Вместе с тем изменилась и его клиентура. Прежде, как помнит читатель, кабачок Маликана был обычным местом встречи его земляков, которым подавалось несравненно более старое и лучшего качества вино. Но Варфоломеевская ночь заставила гугенотов-беарнцев поредеть в Париже, а оставшиеся, в силу усугубления религиозных преследований, избегали опасности компрометировать себя. Сам Маликан стал для вида посещать католическую церковь и не рисковал подать лотарингцу плохое вино. Так случилось, что вино Маликана получило почетную известность среди лигистов, и общий зал кабачка стал наполняться по преимуществу людьми герцога Гиза.

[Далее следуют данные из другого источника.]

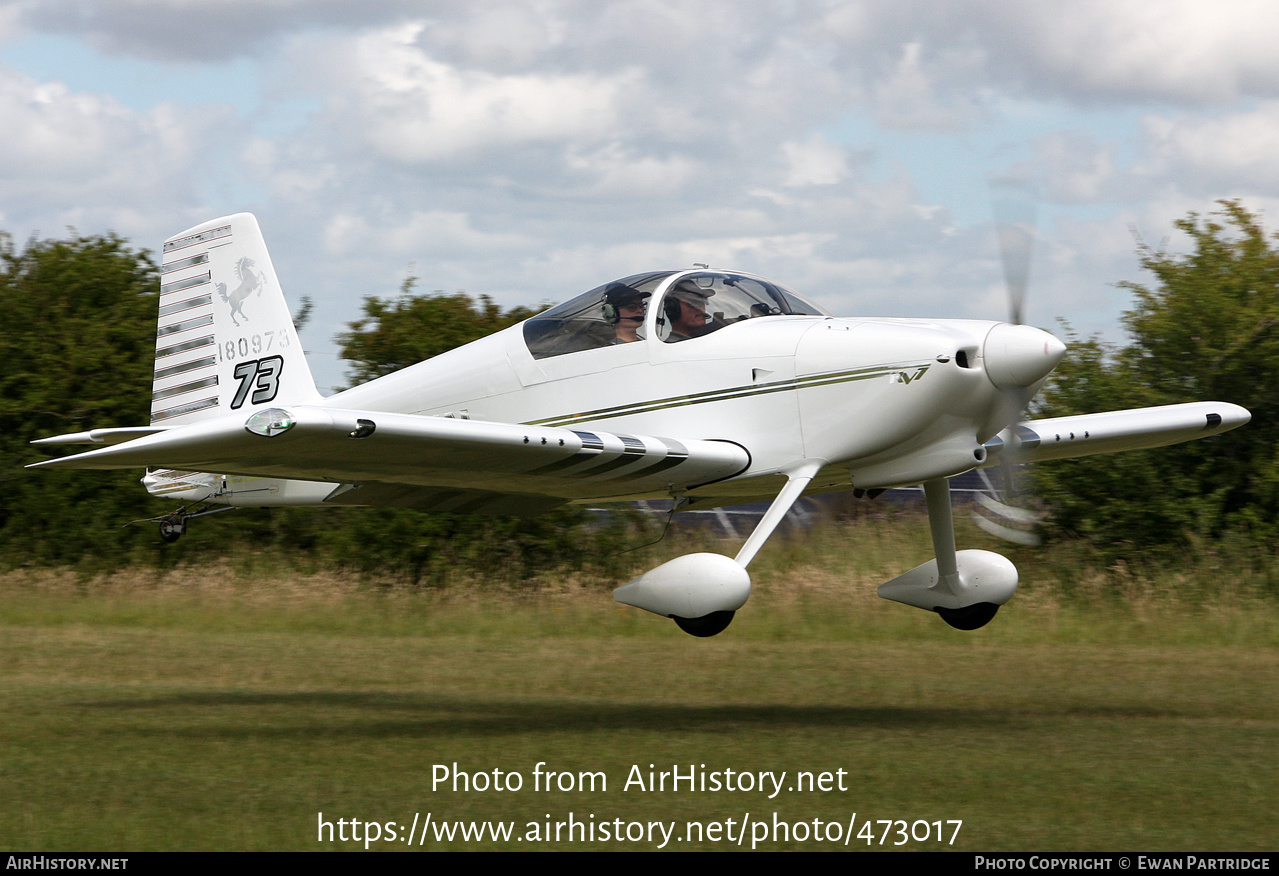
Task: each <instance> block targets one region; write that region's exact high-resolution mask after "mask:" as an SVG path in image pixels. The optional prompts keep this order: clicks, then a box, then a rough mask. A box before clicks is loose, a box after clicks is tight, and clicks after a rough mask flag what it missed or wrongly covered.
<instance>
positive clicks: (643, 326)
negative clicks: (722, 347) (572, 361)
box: [524, 271, 830, 359]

Маликан вздыхал втайне, но, во-первых, лигисты и добрые католики пили не меньше гугенотов и платили таким же, как и последние, добропорядочным золотом, а во-вторых, будучи в центре враждебного наваррскому королю движения, Маликан всегда мог узнать что-либо полезное для своего государя.
За лигистами и лотарингцами в кабачок пришли и монахи. Этих клиентов Маликан очень одобрял: пили они еще больше, платили еще лучше, но ссорились очень редко. Поэтому он стал представлять им всяческие льготы, и вскоре его клиентура стала наполовину состоять из черноризцев.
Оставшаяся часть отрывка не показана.